WYOMING – Two Wyoming projects are included in the new sagebrush projects allotment from the 2022 Bipartisan Infrastructure Law. Together, they are scheduled to receive $1 million in financing.

These projects, which cleared votes in both chambers of Congress, combat invasive grasses and wildfire, reduce encroaching conifers, safeguard precious water resources for neighboring communities and wildlife, as well as promoting community and economic sustainability. Sagebrush country spans over 175 million acres and is home to more than 350 species.

“This is an historic opportunity to put resources into the health and natural infrastructure of America’s sagebrush ecosystem, which serves as the lifeblood of rural communities and Tribal lands in the West,” U.S. Secretary of the Interior Deb Haaland said. “President Biden’s Bipartisan Infrastructure Law is the largest investment in the resilience of physical and natural systems in American history and will meaningfully advance on-the-ground efforts to promote healthy sagebrush landscapes and communities that have been threatened by the climate crisis.”
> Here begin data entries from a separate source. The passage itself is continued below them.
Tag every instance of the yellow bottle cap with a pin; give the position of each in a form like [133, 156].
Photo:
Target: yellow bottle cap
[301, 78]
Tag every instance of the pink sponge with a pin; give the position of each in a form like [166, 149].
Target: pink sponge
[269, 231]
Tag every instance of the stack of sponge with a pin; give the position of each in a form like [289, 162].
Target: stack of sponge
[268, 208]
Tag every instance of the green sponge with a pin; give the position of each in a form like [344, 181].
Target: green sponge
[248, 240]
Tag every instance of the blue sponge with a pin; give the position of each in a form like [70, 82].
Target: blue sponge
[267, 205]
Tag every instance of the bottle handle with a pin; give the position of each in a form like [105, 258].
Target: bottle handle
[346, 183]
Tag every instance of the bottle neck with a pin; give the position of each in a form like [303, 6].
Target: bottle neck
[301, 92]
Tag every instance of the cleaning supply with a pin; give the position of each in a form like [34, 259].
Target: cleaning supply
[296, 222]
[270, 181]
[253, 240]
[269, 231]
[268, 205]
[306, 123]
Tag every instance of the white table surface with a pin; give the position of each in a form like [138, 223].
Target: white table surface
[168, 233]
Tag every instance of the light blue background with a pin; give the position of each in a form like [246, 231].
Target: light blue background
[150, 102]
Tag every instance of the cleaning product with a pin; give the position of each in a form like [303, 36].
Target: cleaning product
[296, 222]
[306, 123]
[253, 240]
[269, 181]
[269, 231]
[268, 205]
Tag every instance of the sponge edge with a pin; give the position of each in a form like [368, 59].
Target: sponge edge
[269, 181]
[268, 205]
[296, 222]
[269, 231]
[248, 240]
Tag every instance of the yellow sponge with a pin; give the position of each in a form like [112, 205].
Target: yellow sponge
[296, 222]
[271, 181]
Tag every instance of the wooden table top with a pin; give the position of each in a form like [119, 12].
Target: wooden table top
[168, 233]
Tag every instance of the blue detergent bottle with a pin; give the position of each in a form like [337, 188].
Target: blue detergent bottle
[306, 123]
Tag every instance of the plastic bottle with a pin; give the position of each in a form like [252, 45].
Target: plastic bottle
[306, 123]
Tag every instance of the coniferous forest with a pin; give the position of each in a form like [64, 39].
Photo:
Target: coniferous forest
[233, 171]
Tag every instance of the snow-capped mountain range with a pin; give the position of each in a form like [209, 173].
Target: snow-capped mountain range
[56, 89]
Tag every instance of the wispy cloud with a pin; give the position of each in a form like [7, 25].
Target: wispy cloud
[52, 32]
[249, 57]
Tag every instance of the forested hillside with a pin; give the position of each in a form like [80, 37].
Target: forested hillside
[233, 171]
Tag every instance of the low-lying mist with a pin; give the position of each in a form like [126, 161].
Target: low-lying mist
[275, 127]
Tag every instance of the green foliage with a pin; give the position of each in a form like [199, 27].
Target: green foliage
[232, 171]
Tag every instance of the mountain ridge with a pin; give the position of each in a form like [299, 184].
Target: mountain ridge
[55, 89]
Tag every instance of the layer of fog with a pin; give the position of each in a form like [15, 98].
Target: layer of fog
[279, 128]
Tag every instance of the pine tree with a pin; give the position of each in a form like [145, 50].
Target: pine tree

One of the projects approved for Wyoming is the Collaborative Sage-Steppe Mesic Habitat Restoration project. It’s intended to restore more than 10,000 acres of wet meadow habitat on largely private rangelands to increase species diversity and drought resilience in core sagebrush habitats. This project aims to use a variety of techniques ranging from off-stream water and fencing to hand-built rock structures to in-stream engineering. Along with several partners, the project has been allocated $250,000.

The other project planned for Wyoming is the Invasive Annual Grass Management Collaborative – which is a partnership between the Fish & Wildlife Service, State of Wyoming, Eastern Shoshone and Northern Arapahoe tribes, USDA agencies and local governments among others. That project aims to control invasive grass and protect approximately 100,000 acres of sagebrush habitat on mixed-ownership lands in Wyoming through on-the-ground treatments. That endeavor has been allocated for $750,000.

These projects will create jobs, which the Fish & Wildlife Services said will strengthen local economies.

“Sagebrush country is a national treasure that supports hundreds of species that live nowhere else on the planet,” FWS director Martha Williams said. “The service is a partner in a large constellation of public and private entities pulling together toward a common vision for a healthy sagebrush ecosystem. Our work in this landscape is reflective of agency priorities including supporting rangeland health, growing private landowner partnerships and public access, and reducing the need to list species as federally threatened or endangered.”

The first round of sagebrush funding from the Bipartisan Infrastructure Law was awarded to habitat projects that ensure safety. Projects will increase resilience to drought and rangeland fire by restoring wetlands and combating non-native grasses that increase the threat of wildfire and reduce habitats for wildlife and forage for livestock.

Projects were prioritized by the Fish & Wildlife Service’s Sagebrush Ecosystem Team and its partners, which includes the Western Association of Fish and Wildlife Agencies. By anchoring conservation in these habitats, all partners will focus on working to restore degraded lands and habitat through the “Defend The Core, Grow The Core” approach endorsed by the Western Governors Association.

In total, the Bipartisan Infrastructure Law will support over 40 projects across eight different Western states.